The Presumption of liberty
Every community, at the bare minimum, needs the institutions of law enforcement, property rights, and fair criminal and civil courts to build any wealth, but beyond this the law should presume the innocence of the average person and only interfere in their transactions when it is evident that they impose a direct burden on the health or safety of the community. Externalities should be the subject of scrutiny but entrepreneurship and innovation should never be stifled just for threatening entrenched business and political interests. We will never know how many potential products, businesses, and industries would have existed if Hemp had not been blanket banned with cannabis sativa in 1937, under the Marihuana Tax Act, or how many people it could have lifted out of poverty.
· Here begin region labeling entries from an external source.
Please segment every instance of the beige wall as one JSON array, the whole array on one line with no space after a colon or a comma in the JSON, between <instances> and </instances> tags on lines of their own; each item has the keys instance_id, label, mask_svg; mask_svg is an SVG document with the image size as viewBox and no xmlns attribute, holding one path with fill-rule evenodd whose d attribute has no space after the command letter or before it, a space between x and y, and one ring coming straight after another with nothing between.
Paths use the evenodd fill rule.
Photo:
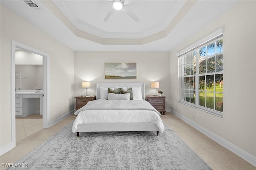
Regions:
<instances>
[{"instance_id":1,"label":"beige wall","mask_svg":"<svg viewBox=\"0 0 256 170\"><path fill-rule=\"evenodd\" d=\"M137 78L105 79L105 63L136 63ZM84 93L81 82L91 82L88 95L96 94L96 83L102 82L144 82L146 95L152 95L150 82L159 81L160 88L166 97L170 108L170 52L125 51L76 51L75 52L75 94Z\"/></svg>"},{"instance_id":2,"label":"beige wall","mask_svg":"<svg viewBox=\"0 0 256 170\"><path fill-rule=\"evenodd\" d=\"M12 39L50 55L50 121L74 109L74 51L1 6L1 147L11 141Z\"/></svg>"},{"instance_id":3,"label":"beige wall","mask_svg":"<svg viewBox=\"0 0 256 170\"><path fill-rule=\"evenodd\" d=\"M256 2L245 1L211 23L170 56L170 107L228 142L256 156ZM224 43L223 117L178 101L176 53L221 27ZM200 114L200 118L193 114Z\"/></svg>"}]
</instances>

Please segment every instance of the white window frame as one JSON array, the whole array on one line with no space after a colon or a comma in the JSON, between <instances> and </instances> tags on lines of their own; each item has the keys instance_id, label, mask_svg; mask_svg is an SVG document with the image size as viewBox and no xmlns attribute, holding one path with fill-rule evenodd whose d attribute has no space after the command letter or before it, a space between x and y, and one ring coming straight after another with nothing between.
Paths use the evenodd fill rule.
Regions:
<instances>
[{"instance_id":1,"label":"white window frame","mask_svg":"<svg viewBox=\"0 0 256 170\"><path fill-rule=\"evenodd\" d=\"M211 109L210 108L208 108L206 107L202 106L199 105L199 92L200 91L199 89L198 86L199 86L199 78L200 76L201 76L202 75L207 75L208 74L213 74L214 80L215 80L215 75L218 74L223 74L223 70L221 72L215 72L214 73L205 73L203 74L200 74L199 73L199 59L198 57L199 55L199 49L203 47L205 45L207 45L208 44L210 44L212 43L213 42L215 42L218 41L220 39L223 39L223 29L222 28L220 28L218 30L214 32L211 34L210 35L206 36L204 38L201 39L201 40L197 42L196 43L193 44L193 45L190 46L189 47L186 48L183 50L180 51L180 52L177 53L176 54L176 56L177 57L180 57L184 56L184 55L186 54L187 54L188 53L193 52L194 51L196 51L196 58L197 59L196 60L196 73L195 74L192 74L186 76L187 77L191 77L195 76L196 78L196 101L195 104L194 104L190 102L186 102L186 99L182 100L182 97L184 95L184 92L183 91L183 89L182 89L181 86L182 86L182 76L181 76L181 73L182 72L183 72L184 70L182 70L182 63L181 63L181 61L180 61L181 59L180 58L178 59L178 72L179 73L178 76L179 76L179 83L180 85L178 86L179 89L179 100L180 102L182 103L184 103L186 105L188 105L192 107L196 107L200 109L202 109L204 110L206 112L209 113L210 113L214 114L214 115L217 115L218 116L219 116L220 117L223 117L223 111L218 111ZM223 53L223 52L222 52ZM215 63L215 64L216 64ZM207 68L206 68L207 69ZM186 76L184 76L183 77L186 77ZM185 82L184 82L185 83ZM214 85L214 86L215 87L215 83ZM214 94L216 93L216 92L212 92L214 93ZM223 94L223 93L222 93ZM215 96L215 95L214 95ZM214 97L214 99L215 99L215 97ZM215 104L215 100L214 100L214 106Z\"/></svg>"}]
</instances>

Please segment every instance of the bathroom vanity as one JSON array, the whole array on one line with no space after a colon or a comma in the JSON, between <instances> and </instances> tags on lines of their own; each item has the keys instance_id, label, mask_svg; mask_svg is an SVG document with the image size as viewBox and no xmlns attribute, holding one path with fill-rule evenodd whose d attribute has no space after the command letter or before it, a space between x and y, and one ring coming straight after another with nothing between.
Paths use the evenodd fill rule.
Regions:
<instances>
[{"instance_id":1,"label":"bathroom vanity","mask_svg":"<svg viewBox=\"0 0 256 170\"><path fill-rule=\"evenodd\" d=\"M15 93L16 117L26 117L34 113L42 114L43 96L43 93L41 92L31 91L16 92ZM40 100L40 110L37 110L36 109L36 100Z\"/></svg>"}]
</instances>

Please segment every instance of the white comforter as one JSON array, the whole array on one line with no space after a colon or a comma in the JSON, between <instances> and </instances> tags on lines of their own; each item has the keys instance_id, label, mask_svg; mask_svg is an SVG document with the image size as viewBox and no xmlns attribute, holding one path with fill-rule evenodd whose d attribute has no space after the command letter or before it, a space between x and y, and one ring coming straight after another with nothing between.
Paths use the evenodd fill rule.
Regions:
<instances>
[{"instance_id":1,"label":"white comforter","mask_svg":"<svg viewBox=\"0 0 256 170\"><path fill-rule=\"evenodd\" d=\"M160 133L164 130L161 114L143 100L93 100L74 114L78 116L73 124L73 133L80 124L115 123L152 122L156 125Z\"/></svg>"}]
</instances>

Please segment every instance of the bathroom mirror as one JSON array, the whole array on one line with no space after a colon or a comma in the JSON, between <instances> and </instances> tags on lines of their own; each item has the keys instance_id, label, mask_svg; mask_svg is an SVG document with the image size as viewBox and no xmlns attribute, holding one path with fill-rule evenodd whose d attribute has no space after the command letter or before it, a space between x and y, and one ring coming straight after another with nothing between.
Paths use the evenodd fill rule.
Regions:
<instances>
[{"instance_id":1,"label":"bathroom mirror","mask_svg":"<svg viewBox=\"0 0 256 170\"><path fill-rule=\"evenodd\" d=\"M16 48L15 51L15 88L40 89L43 86L43 57Z\"/></svg>"}]
</instances>

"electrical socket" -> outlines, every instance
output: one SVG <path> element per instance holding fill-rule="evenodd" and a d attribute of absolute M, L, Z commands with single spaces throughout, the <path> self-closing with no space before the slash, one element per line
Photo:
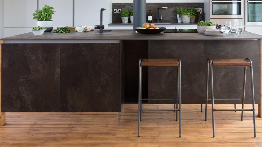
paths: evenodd
<path fill-rule="evenodd" d="M 121 12 L 121 9 L 114 9 L 114 13 L 120 13 Z"/>
<path fill-rule="evenodd" d="M 200 14 L 202 13 L 202 8 L 196 8 L 196 9 L 197 10 Z"/>

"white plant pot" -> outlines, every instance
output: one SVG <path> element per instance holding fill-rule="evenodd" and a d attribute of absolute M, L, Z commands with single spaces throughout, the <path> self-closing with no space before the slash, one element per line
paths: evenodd
<path fill-rule="evenodd" d="M 131 21 L 131 22 L 132 23 L 133 23 L 134 22 L 134 16 L 130 16 L 130 21 Z"/>
<path fill-rule="evenodd" d="M 122 19 L 122 23 L 127 23 L 128 22 L 128 17 L 121 17 L 121 18 Z"/>
<path fill-rule="evenodd" d="M 36 23 L 37 26 L 47 29 L 45 31 L 45 32 L 50 32 L 53 30 L 53 20 L 37 21 Z"/>
<path fill-rule="evenodd" d="M 205 30 L 216 30 L 216 26 L 197 26 L 197 32 L 200 34 L 205 33 L 204 31 Z"/>
<path fill-rule="evenodd" d="M 190 22 L 190 16 L 189 15 L 182 16 L 182 22 L 189 23 Z"/>
<path fill-rule="evenodd" d="M 179 18 L 179 14 L 177 14 L 177 22 L 179 23 L 182 23 L 182 17 L 181 16 L 181 18 Z"/>

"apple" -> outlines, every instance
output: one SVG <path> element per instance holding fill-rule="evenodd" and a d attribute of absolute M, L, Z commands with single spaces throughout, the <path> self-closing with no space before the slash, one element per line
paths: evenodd
<path fill-rule="evenodd" d="M 155 25 L 154 24 L 152 24 L 150 25 L 150 28 L 155 29 Z"/>
<path fill-rule="evenodd" d="M 148 22 L 146 22 L 143 25 L 143 27 L 146 29 L 148 29 L 149 28 L 149 24 Z"/>

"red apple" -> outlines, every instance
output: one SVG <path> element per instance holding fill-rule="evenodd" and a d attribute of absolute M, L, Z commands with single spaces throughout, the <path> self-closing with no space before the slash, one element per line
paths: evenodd
<path fill-rule="evenodd" d="M 152 24 L 150 25 L 150 28 L 155 29 L 155 24 Z"/>
<path fill-rule="evenodd" d="M 146 22 L 143 25 L 143 27 L 146 29 L 148 29 L 149 28 L 149 24 L 148 22 Z"/>

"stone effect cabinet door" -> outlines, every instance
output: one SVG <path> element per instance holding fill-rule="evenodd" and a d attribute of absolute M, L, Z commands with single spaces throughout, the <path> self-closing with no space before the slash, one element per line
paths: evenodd
<path fill-rule="evenodd" d="M 61 112 L 119 111 L 119 46 L 61 44 Z"/>
<path fill-rule="evenodd" d="M 59 44 L 2 46 L 2 112 L 59 112 Z"/>

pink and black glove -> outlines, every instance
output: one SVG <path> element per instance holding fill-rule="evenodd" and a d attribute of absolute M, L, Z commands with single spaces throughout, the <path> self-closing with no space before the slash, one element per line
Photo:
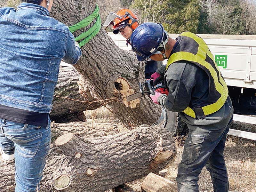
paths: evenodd
<path fill-rule="evenodd" d="M 157 84 L 157 82 L 158 81 L 161 80 L 163 76 L 156 72 L 152 74 L 150 79 L 153 79 L 153 85 L 155 85 Z"/>
<path fill-rule="evenodd" d="M 156 104 L 160 105 L 159 103 L 157 102 L 157 99 L 158 99 L 158 97 L 163 94 L 161 94 L 157 92 L 155 92 L 155 95 L 152 95 L 152 94 L 149 95 L 149 97 L 150 97 L 151 99 L 152 100 L 154 103 Z"/>

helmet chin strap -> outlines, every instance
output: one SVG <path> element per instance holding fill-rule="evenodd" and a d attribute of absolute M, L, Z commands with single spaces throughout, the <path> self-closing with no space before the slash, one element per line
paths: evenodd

Henry Ford developed an entire farm to factory production model based on hemp, of which there are over one thousand potential uses. Crypto currencies and Kratom could suffer the same fate if the powers that be are allowed to propagandize the public into blacklisting them. If kerosene lamp and stagecoach producers had succeeded in regulatory capture it’s doubtful we would be as wealthy and modernized as we are today. Extending the same considerations to entrepreneurs and innovators today should give us pause for putting restrictions on competition.